Sertraline, a selective serotonin reuptake inhibitor (SSRI), is commonly used in the treatment of depression and anxiety disorders.
The association of brexpiprazole and sertraline could therefore provide a dual mechanism of action, acting on both serotonin modulation and dopaminergic activity, proving particularly effective in treating the complex symptoms of PTSD.
The study, conducted at 86 clinical sites in the United States from 2019 to 2023 by a group of researchers led by Lori L. Davis, of the University of Alabama at Birmingham Heersink School of Medicine, included an initial one-week placebo phase, followed by an 11-week double-blind, placebo-controlled period, with a 21-day follow-up.
Overall, 1,327 individuals were evaluated for eligibility, with 416 participants randomized. Completion rates were 64.0% for the brexpiprazole and sertraline group and 55.9% for the sertraline and placebo group.
The safety profile of brexpiprazole in combination with sertraline was found to be consistent with that of the approved indications for brexpiprazole. The percentage of participants who discontinued treatment due to adverse events was 3.9% in the brexpiprazole and sertraline group, compared to 10.2% in the sertraline and placebo group.
Adverse events with an incidence of 5% or more in patients treated with brexpiprazole and sertraline (n=205) compared to those treated with sertraline and placebo (n=196) were nausea (12.2% vs 11.7%), fatigue (6.8% vs 4.1%), weight gain (5.9% vs 1.5%), and somnolence (5.4% vs 2.6%).
Patients treated with brexpiprazole and sertraline showed a significantly greater improvement in the total CAPS-5 score (-19.2) compared to those treated with sertraline and placebo (-13.6), with a least squares (LS) mean difference of -5.59 (95% CI: -8.79 to -2.38; P<0.001).

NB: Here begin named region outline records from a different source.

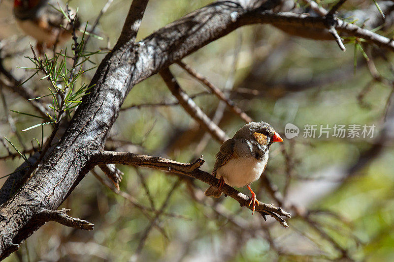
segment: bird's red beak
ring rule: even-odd
[[[283,140],[282,139],[282,138],[280,137],[280,136],[279,136],[279,134],[278,134],[277,133],[276,133],[275,132],[275,134],[274,134],[274,135],[272,137],[272,142],[283,142]]]
[[[14,0],[14,6],[20,6],[22,5],[21,0]]]

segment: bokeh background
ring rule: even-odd
[[[152,0],[137,38],[210,2]],[[70,5],[79,7],[82,20],[93,22],[105,2],[73,0]],[[320,2],[325,7],[332,4]],[[104,40],[93,39],[88,50],[105,53],[113,46],[130,3],[113,1],[98,27]],[[349,0],[342,11],[373,4]],[[24,57],[32,56],[29,45],[35,40],[17,28],[12,5],[10,0],[0,2],[0,55],[4,67],[23,80],[32,72],[17,67],[32,65]],[[392,29],[378,32],[391,37]],[[69,50],[71,43],[67,45]],[[385,137],[381,150],[368,151],[382,135],[390,109],[393,56],[373,46],[364,47],[384,79],[377,81],[361,52],[354,52],[353,44],[346,46],[344,53],[333,41],[291,36],[269,25],[253,25],[240,28],[183,60],[254,119],[270,123],[281,134],[288,123],[301,129],[298,137],[286,139],[283,136],[284,143],[272,146],[266,177],[252,185],[261,201],[291,212],[293,217],[287,219],[290,228],[269,218],[264,221],[259,214],[252,216],[249,209],[240,208],[230,198],[204,197],[207,186],[199,181],[181,177],[178,184],[179,177],[173,174],[119,166],[124,173],[121,193],[114,192],[89,173],[63,205],[71,209],[72,216],[94,223],[94,231],[48,223],[6,261],[393,261],[393,140]],[[85,66],[95,66],[104,55],[92,57],[92,63]],[[228,135],[232,136],[244,124],[180,67],[173,65],[171,69],[187,93],[197,94],[194,100],[197,105]],[[94,71],[87,72],[81,83],[89,83]],[[26,85],[47,94],[47,83],[39,80],[42,76]],[[34,112],[17,95],[5,88],[2,90],[9,109]],[[172,104],[176,102],[159,76],[139,84],[123,106],[145,105],[121,112],[106,146],[180,162],[203,155],[206,162],[201,169],[210,172],[220,144],[180,106]],[[170,105],[146,105],[158,103]],[[22,150],[24,146],[32,148],[33,138],[40,140],[39,128],[19,132],[22,145],[1,106],[0,135]],[[10,114],[18,130],[39,123],[37,118]],[[376,128],[369,139],[302,137],[306,124],[374,124]],[[44,131],[49,135],[50,127]],[[0,156],[7,154],[0,146]],[[0,162],[0,176],[13,172],[22,161],[17,157]],[[99,169],[95,172],[112,186]],[[0,185],[5,179],[0,179]],[[250,194],[246,188],[239,190]],[[133,203],[158,210],[165,204],[165,213],[152,226],[155,213]]]

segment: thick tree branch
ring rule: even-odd
[[[162,157],[154,157],[132,153],[103,151],[93,155],[91,161],[91,164],[94,165],[103,164],[131,165],[171,172],[196,178],[213,186],[216,186],[219,181],[209,173],[199,169],[204,163],[204,160],[202,158],[198,158],[194,163],[189,164]],[[223,186],[222,191],[238,201],[241,206],[247,206],[251,210],[253,209],[252,206],[248,206],[250,198],[246,195],[227,184]],[[284,227],[288,227],[286,221],[278,215],[291,217],[290,213],[285,212],[281,208],[276,207],[272,204],[262,202],[260,202],[260,204],[256,207],[256,211],[262,215],[269,215],[276,219]]]
[[[132,1],[118,43],[98,68],[91,92],[62,140],[35,175],[0,207],[0,259],[42,225],[34,219],[37,214],[57,208],[89,171],[89,151],[102,147],[131,88],[137,59],[133,43],[147,2]]]

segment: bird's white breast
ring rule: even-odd
[[[264,160],[258,160],[252,156],[232,158],[218,169],[216,177],[223,176],[230,186],[242,187],[260,177],[267,162]]]

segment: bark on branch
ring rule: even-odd
[[[244,25],[265,23],[307,30],[322,29],[317,31],[332,39],[324,18],[264,11],[280,2],[275,0],[234,0],[218,1],[197,10],[134,44],[147,2],[133,0],[118,42],[90,83],[90,93],[84,97],[64,136],[42,166],[15,195],[12,187],[1,189],[0,195],[10,199],[0,206],[0,259],[42,225],[35,218],[43,208],[57,209],[87,173],[92,152],[103,148],[122,104],[135,84]],[[341,20],[334,24],[340,33],[394,51],[394,42],[387,37]],[[208,173],[200,174],[204,182],[217,183]],[[11,181],[7,184],[12,184],[13,177],[8,179]],[[224,191],[246,204],[246,196],[228,186]],[[285,214],[270,205],[263,204],[259,208]]]
[[[133,153],[102,151],[93,155],[90,164],[92,165],[115,164],[159,169],[187,175],[213,186],[216,186],[219,181],[208,172],[199,169],[204,162],[201,158],[192,164],[189,164]],[[238,201],[241,206],[247,206],[250,210],[253,209],[252,206],[248,206],[250,201],[249,197],[226,184],[222,188],[222,191],[225,194]],[[262,215],[269,215],[276,219],[283,227],[288,227],[286,222],[280,216],[291,217],[291,215],[280,207],[260,202],[260,205],[256,207],[256,211]]]

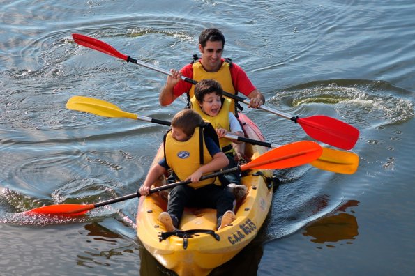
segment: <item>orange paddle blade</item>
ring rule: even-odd
[[[24,212],[33,215],[80,215],[95,208],[94,204],[59,204],[48,205]]]
[[[298,141],[267,151],[249,163],[241,166],[241,170],[278,169],[301,166],[315,160],[322,152],[321,146],[316,142]]]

Both secondary endpoints, the change in the Clinical Global Impression-Severity of Illness (CGI-S) score from week 1 to week 10 and the change in the Brief Inventory of Psychosocial Function (B-IPF) from baseline (day 0) to week 12, were met.
The results of this clinical trial indicate that the combination of brexpiprazole and sertraline led to a significant improvement in PTSD symptoms compared to sertraline alone with placebo, suggesting the potential of brexpiprazole as a new effective treatment for PTSD. The combination was well tolerated by most participants, with a safety profile in line with that of brexpiprazole in approved indications.